Posted on May 04, 2020

Sorceress was written out of great love for a person no longer in my life—it is both a reflection of my feelings towards this person when I wrote it, as well as an emotional landscape unto itself. Upon completing the piece, I became overwhelmed with emotion and began sobbing—something I've seldom experienced with a piece of mine. I had written the piece fairly quickly, fueled by passion and excitement, but experiencing the work as a whole for the first time, even as its creator, was deeply humbling and vulnerable. I’d realized the depth of my honesty through the music and that reality both terrified and delighted me. I am grateful to have had the opportunity to feel such strong emotion, and for it to be conveyed in as authentic a manner as I could muster. If only every piece could come so easily.
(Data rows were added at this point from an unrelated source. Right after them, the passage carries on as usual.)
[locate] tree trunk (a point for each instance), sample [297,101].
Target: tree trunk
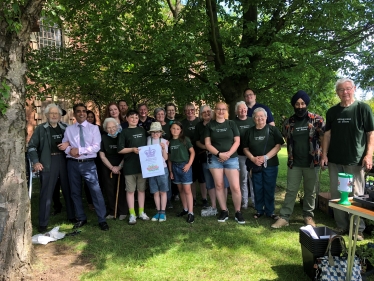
[15,223]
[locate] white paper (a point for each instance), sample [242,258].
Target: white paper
[151,160]
[310,230]
[50,236]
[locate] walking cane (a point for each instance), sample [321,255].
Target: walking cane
[318,186]
[30,178]
[115,208]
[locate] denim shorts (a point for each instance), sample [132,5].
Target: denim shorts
[209,178]
[159,183]
[213,163]
[181,177]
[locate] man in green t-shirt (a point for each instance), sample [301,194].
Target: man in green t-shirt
[303,133]
[189,124]
[129,140]
[348,145]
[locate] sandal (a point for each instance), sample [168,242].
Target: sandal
[274,217]
[257,215]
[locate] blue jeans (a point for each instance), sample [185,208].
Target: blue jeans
[87,170]
[264,189]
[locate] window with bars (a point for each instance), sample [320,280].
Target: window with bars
[49,37]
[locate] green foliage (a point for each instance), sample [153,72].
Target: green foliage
[4,96]
[142,52]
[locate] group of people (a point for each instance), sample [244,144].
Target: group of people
[209,149]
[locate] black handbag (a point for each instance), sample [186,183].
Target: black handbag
[252,166]
[334,268]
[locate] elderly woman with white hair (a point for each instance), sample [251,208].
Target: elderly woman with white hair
[261,144]
[113,163]
[46,153]
[243,122]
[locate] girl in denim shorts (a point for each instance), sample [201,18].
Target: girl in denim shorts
[181,156]
[159,185]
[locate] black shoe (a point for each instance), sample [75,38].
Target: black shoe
[190,218]
[79,224]
[181,214]
[42,229]
[205,204]
[239,218]
[169,205]
[224,216]
[104,226]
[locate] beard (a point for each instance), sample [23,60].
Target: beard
[300,112]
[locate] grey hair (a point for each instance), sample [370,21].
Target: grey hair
[237,105]
[157,110]
[258,109]
[202,108]
[51,105]
[107,120]
[343,80]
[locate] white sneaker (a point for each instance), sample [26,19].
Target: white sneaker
[132,219]
[143,216]
[210,211]
[122,217]
[280,223]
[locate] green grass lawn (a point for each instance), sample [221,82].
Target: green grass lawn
[205,250]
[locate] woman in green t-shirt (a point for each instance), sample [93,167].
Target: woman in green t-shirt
[222,140]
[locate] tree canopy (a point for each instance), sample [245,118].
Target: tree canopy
[158,51]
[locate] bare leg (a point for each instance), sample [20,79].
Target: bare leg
[141,199]
[213,198]
[130,199]
[233,177]
[220,192]
[164,199]
[156,197]
[188,196]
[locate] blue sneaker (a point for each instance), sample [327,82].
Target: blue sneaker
[156,217]
[162,217]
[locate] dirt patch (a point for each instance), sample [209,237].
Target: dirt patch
[58,262]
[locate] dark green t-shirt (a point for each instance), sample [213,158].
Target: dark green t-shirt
[189,129]
[166,129]
[300,134]
[109,147]
[222,135]
[255,140]
[56,138]
[131,137]
[178,151]
[243,126]
[348,126]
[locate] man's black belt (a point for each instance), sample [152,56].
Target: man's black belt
[82,160]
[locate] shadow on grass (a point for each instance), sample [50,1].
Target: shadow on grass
[175,250]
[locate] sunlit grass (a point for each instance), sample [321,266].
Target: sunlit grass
[205,250]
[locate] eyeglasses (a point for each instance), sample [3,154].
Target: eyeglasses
[345,90]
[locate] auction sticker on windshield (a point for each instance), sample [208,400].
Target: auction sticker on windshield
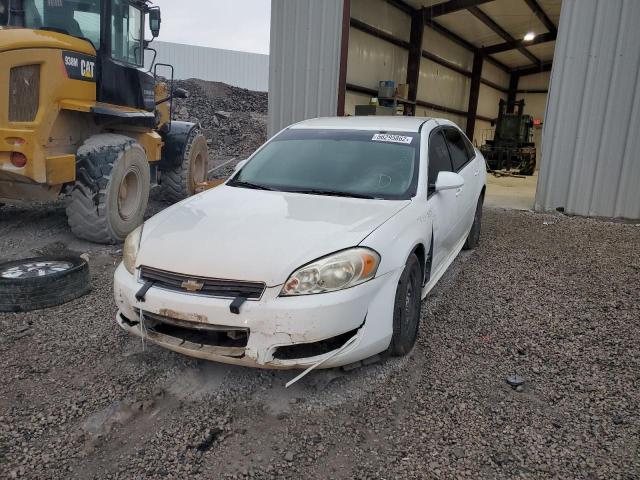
[385,137]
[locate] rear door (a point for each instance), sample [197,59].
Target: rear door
[442,206]
[463,160]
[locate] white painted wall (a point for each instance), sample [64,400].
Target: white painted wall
[371,59]
[382,15]
[240,69]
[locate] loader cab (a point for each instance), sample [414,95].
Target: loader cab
[115,28]
[123,80]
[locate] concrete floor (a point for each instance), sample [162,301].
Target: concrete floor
[511,192]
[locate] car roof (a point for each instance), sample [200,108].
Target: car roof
[385,123]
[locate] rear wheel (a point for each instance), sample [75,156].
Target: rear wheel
[111,192]
[406,310]
[474,234]
[181,182]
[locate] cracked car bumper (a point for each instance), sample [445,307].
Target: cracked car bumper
[271,323]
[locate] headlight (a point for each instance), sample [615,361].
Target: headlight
[130,250]
[334,272]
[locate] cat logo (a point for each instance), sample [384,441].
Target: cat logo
[86,68]
[192,285]
[79,66]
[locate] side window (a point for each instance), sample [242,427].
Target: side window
[126,33]
[470,150]
[439,159]
[457,147]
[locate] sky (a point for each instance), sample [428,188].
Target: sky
[230,24]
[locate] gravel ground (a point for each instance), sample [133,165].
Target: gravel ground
[552,298]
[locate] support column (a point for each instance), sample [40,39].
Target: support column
[415,55]
[474,93]
[344,51]
[513,91]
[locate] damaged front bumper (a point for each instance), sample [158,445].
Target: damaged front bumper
[272,332]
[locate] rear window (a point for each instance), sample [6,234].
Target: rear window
[457,148]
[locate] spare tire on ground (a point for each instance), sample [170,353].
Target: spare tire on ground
[42,282]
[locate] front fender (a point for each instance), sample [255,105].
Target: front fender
[400,235]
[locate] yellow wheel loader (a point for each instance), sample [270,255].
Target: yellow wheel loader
[81,117]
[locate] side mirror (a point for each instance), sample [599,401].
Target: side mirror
[154,21]
[239,165]
[448,181]
[180,93]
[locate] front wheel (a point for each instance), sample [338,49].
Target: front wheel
[110,195]
[182,181]
[406,310]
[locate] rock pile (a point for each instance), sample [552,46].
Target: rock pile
[234,120]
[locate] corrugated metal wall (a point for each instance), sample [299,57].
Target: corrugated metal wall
[591,135]
[305,60]
[241,69]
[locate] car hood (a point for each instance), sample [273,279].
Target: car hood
[256,235]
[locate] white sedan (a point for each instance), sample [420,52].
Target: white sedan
[315,253]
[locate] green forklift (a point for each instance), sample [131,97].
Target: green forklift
[512,148]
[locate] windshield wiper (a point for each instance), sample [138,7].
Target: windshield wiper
[332,193]
[255,186]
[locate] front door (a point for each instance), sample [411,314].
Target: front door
[464,165]
[441,206]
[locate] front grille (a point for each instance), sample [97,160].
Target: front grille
[213,287]
[24,93]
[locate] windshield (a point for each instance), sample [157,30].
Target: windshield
[80,18]
[355,163]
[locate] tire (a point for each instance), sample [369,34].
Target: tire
[474,234]
[111,192]
[406,309]
[181,182]
[22,290]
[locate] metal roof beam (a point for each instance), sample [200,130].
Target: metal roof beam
[533,69]
[503,47]
[452,6]
[402,5]
[546,21]
[462,42]
[488,21]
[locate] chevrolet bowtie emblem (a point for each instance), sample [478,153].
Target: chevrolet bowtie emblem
[192,285]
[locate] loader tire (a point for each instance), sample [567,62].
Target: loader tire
[181,182]
[111,192]
[35,283]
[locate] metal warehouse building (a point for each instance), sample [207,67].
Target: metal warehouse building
[579,76]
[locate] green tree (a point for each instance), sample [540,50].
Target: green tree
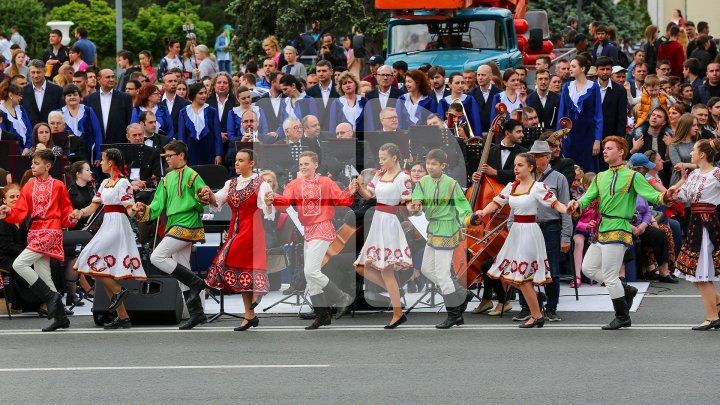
[29,16]
[628,19]
[97,17]
[287,19]
[154,24]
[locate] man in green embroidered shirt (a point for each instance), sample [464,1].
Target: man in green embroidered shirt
[617,189]
[447,212]
[177,195]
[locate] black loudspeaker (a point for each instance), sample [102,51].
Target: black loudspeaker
[157,300]
[536,39]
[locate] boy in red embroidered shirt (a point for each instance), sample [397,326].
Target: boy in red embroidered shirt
[315,198]
[47,202]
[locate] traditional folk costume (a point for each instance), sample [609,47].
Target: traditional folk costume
[316,200]
[113,252]
[447,211]
[385,246]
[48,205]
[177,195]
[617,189]
[699,259]
[241,264]
[523,256]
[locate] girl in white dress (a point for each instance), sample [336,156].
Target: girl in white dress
[699,259]
[112,254]
[386,250]
[522,260]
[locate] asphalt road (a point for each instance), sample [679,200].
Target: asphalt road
[488,360]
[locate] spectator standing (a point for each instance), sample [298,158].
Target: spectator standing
[88,50]
[222,50]
[56,55]
[41,96]
[16,38]
[673,51]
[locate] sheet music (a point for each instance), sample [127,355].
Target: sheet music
[296,220]
[420,223]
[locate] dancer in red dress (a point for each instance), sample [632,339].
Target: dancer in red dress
[241,263]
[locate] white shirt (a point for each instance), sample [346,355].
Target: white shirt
[105,100]
[40,94]
[383,97]
[325,93]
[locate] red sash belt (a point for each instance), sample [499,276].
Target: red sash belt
[115,208]
[524,219]
[390,209]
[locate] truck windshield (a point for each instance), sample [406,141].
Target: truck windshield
[425,36]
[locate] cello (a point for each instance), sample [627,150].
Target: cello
[484,240]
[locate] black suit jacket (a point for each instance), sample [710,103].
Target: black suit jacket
[53,100]
[372,106]
[615,111]
[178,104]
[273,119]
[229,104]
[485,107]
[119,117]
[548,115]
[323,110]
[506,172]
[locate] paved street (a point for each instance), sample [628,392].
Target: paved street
[488,360]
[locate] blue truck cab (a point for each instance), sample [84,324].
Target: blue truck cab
[470,38]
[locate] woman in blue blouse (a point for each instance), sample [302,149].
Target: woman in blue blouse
[349,106]
[148,99]
[414,106]
[199,128]
[14,118]
[81,121]
[580,100]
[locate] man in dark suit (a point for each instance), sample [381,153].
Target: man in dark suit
[324,92]
[544,102]
[41,96]
[110,105]
[501,160]
[483,94]
[270,102]
[614,102]
[173,103]
[222,99]
[384,95]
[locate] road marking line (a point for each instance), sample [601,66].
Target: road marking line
[199,367]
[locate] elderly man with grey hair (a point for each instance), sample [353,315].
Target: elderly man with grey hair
[293,67]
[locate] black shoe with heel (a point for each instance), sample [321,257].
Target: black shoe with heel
[249,323]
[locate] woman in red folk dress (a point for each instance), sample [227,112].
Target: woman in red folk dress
[241,263]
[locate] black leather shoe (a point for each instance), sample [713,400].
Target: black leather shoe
[247,324]
[60,323]
[537,323]
[118,323]
[397,323]
[117,299]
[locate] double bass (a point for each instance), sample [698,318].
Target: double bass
[484,241]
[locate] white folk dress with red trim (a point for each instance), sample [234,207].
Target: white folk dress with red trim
[523,256]
[385,245]
[112,252]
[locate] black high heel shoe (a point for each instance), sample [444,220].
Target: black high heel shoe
[251,323]
[538,323]
[397,323]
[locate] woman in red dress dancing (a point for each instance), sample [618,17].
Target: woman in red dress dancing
[241,263]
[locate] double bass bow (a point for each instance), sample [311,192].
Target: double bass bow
[485,239]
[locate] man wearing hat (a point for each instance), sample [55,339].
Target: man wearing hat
[556,228]
[614,102]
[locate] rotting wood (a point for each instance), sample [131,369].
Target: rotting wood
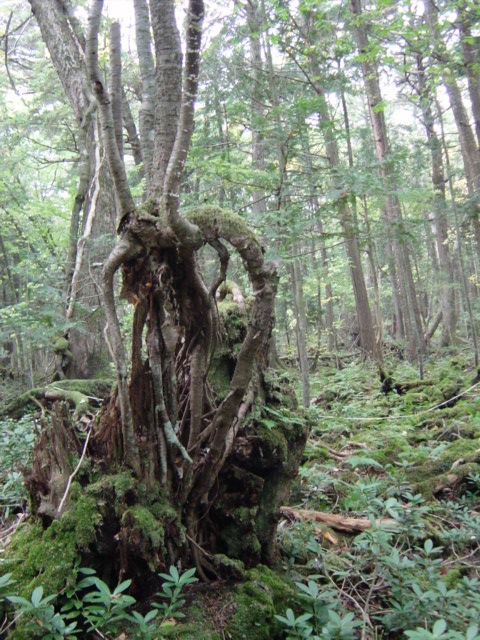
[335,521]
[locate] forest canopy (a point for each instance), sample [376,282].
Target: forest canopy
[239,254]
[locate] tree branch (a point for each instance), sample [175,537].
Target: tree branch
[115,161]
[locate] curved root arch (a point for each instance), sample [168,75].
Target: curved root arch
[172,429]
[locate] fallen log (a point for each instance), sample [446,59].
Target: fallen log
[339,522]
This piece features bold, lyrical melodies, spooky, creeping passages, and even an unbridled metal breakdown in the central section. I endeavored to make the piece sound as “un-harp-like” as possible while still remaining idiomatic for the player. My goal was to evoke clean and distorted electric guitar sounds. To me, the piece concludes with a satisfying feeling of one’s spirit having arrived home—of course, with a bit of a sting at the very end. To recall Tavener’s Funeral Canticle, “What earthly sweetness remaineth unmixed with grief?”